XHZCN-FM
- Saltillo, Coahuila; Mexico;
- Frequency: 106.5 FM
- Branding: Digital 106.5

Programming
- Format: Pop

Ownership
- Owner: Grupo RCG; (TVRestringida del Norte, S.A. de C.V.);
- Sister stations: XHSJ-FM, XHSAC-FM XHRCG-TDT

History
- First air date: June 5, 1990 (concession)
- Call sign meaning: Zacatecas Concepción del Oro, original authorized location

Technical information
- Licensing authority: CRT
- Class: B1
- ERP: 10 kW
- HAAT: −117.61 m (−385.9 ft)
- Transmitter coordinates: 25°24′28.57″N 101°00′20.55″W﻿ / ﻿25.4079361°N 101.0057083°W

Links
- Webcast: Listen live
- Website: rcgmedia.mx

= XHZCN-FM =

Radio station in Saltillo, Coahuila

XHZCN-FM is a radio station on 106.5 FM in Saltillo, Coahuila, Mexico.
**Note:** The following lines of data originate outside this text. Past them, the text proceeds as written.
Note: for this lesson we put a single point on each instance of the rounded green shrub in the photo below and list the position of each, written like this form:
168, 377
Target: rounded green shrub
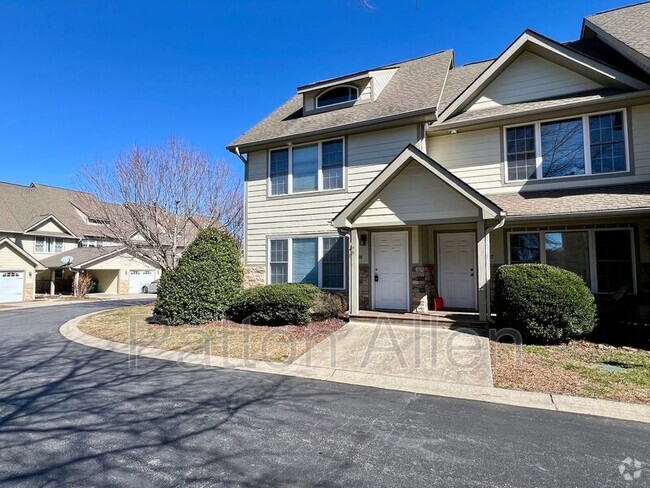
189, 294
328, 305
277, 304
207, 279
544, 303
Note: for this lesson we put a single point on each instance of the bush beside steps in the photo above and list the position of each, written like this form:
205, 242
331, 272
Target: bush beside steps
285, 304
544, 303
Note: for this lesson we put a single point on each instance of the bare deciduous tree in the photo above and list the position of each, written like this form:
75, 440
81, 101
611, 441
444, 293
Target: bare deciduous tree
154, 200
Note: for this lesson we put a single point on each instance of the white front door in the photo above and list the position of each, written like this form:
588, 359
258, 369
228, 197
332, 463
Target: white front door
12, 284
390, 270
138, 279
457, 270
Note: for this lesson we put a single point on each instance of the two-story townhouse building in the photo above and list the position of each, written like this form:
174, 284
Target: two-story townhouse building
419, 178
48, 235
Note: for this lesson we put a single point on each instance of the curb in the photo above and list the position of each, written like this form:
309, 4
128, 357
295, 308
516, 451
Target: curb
37, 304
544, 401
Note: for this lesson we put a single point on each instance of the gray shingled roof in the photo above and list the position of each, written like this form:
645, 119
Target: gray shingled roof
415, 88
630, 25
23, 206
80, 255
459, 79
575, 201
526, 107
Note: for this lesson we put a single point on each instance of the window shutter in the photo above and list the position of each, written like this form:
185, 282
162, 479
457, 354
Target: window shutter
305, 261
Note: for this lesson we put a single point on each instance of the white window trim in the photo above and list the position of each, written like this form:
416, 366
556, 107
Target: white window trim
339, 103
290, 240
593, 263
319, 177
586, 146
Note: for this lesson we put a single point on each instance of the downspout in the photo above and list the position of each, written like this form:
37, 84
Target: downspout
498, 225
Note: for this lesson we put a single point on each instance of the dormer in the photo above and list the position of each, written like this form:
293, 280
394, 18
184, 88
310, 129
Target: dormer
346, 91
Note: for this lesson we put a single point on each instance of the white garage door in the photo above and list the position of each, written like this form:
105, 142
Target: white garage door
138, 279
12, 284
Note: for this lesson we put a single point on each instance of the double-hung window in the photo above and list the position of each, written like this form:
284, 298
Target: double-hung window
48, 245
584, 145
317, 260
602, 257
306, 168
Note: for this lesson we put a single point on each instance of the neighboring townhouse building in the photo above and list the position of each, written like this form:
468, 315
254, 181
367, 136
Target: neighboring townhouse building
420, 178
46, 238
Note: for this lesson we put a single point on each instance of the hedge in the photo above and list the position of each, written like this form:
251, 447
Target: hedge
202, 287
285, 303
544, 303
190, 294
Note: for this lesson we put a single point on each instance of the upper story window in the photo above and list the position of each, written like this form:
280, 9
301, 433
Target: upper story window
337, 95
90, 243
585, 145
48, 245
309, 167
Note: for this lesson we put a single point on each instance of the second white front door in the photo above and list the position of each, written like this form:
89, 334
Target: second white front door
390, 270
457, 270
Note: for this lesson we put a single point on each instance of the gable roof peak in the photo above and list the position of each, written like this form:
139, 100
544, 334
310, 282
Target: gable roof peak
542, 46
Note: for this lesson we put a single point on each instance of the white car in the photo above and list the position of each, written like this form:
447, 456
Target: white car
151, 287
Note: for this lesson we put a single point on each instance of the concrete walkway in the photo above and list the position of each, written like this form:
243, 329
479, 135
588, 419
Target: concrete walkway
408, 351
376, 379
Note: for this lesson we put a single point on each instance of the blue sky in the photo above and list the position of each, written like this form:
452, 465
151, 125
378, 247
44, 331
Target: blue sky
85, 80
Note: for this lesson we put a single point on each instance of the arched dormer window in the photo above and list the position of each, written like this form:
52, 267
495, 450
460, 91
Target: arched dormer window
337, 95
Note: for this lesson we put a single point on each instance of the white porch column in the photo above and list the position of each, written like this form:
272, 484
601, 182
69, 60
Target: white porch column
354, 272
482, 271
52, 279
75, 284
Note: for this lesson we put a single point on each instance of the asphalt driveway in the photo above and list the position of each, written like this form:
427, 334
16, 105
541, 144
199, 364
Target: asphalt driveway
75, 416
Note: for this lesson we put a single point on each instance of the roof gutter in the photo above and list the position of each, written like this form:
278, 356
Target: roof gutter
238, 153
575, 215
423, 115
498, 118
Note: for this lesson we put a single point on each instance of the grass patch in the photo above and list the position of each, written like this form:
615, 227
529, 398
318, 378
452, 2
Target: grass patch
129, 325
572, 369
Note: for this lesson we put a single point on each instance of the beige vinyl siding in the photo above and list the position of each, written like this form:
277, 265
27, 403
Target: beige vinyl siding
367, 155
27, 244
50, 226
10, 261
416, 195
380, 79
531, 77
475, 157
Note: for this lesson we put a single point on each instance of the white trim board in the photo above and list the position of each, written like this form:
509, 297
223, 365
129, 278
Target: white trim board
548, 49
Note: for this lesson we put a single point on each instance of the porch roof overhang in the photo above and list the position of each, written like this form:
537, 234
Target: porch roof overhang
485, 208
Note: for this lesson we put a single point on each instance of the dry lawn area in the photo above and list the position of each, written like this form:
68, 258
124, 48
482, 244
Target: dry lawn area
572, 369
278, 344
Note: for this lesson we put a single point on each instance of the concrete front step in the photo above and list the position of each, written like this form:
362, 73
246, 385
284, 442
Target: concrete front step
432, 319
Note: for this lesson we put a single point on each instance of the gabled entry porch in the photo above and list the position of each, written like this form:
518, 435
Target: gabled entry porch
417, 232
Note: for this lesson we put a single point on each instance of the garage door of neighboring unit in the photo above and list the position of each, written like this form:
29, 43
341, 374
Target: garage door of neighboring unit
12, 284
138, 279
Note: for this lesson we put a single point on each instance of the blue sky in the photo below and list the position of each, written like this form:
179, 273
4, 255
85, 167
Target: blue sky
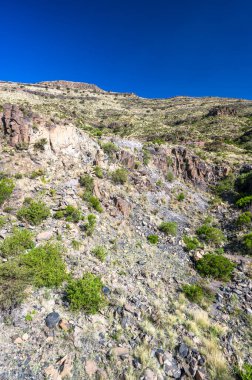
157, 48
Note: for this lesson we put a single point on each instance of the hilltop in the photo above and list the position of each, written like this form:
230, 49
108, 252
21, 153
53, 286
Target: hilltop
125, 228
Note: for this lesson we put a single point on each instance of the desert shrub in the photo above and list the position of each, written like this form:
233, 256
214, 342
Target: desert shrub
170, 176
99, 252
244, 202
6, 188
244, 219
180, 197
37, 173
191, 243
18, 242
169, 228
247, 243
13, 282
210, 234
70, 213
44, 265
109, 148
86, 294
98, 172
40, 144
243, 183
119, 176
245, 373
152, 239
215, 266
95, 203
87, 182
194, 293
3, 221
33, 212
89, 226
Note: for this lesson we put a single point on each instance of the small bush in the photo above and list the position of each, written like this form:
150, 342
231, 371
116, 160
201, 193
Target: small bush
215, 266
119, 176
37, 173
181, 197
6, 188
86, 294
33, 212
109, 148
152, 239
70, 213
244, 219
98, 172
245, 373
247, 243
191, 243
99, 252
95, 203
17, 243
244, 202
210, 234
40, 144
89, 227
169, 228
170, 176
44, 265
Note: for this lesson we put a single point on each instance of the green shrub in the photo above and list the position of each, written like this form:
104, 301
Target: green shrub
6, 188
244, 202
191, 243
40, 144
119, 176
37, 173
95, 203
18, 242
86, 294
109, 148
245, 373
152, 239
44, 265
70, 213
180, 197
247, 243
215, 266
169, 228
210, 234
243, 183
244, 219
89, 227
170, 176
99, 252
33, 212
98, 172
3, 221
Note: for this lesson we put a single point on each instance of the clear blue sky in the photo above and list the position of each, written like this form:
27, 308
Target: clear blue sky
155, 48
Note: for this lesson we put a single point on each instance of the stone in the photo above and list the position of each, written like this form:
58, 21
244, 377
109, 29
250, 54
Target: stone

The station is owned by Grupo RCG and carries a pop format known as Digital 106.5.
|

==History==
XHZCN received its first concession on June 5, 1990. It was located originally at Concepción del Oro, Zacatecas and owned by Juan Francisco Águilar González. It promptly moved to Saltillo and was sold to Grupo ACIR under Radio XHZCN, S.A. de C.V. in 1997. While owned by ACIR, the station carried its La Comadre grupera format. XHZCN then passed through several different owners, including Radiorama and Voler, S.A. de C.V. (Capital Media), before eventually being acquired by Grupo RCG and carrying a pop format.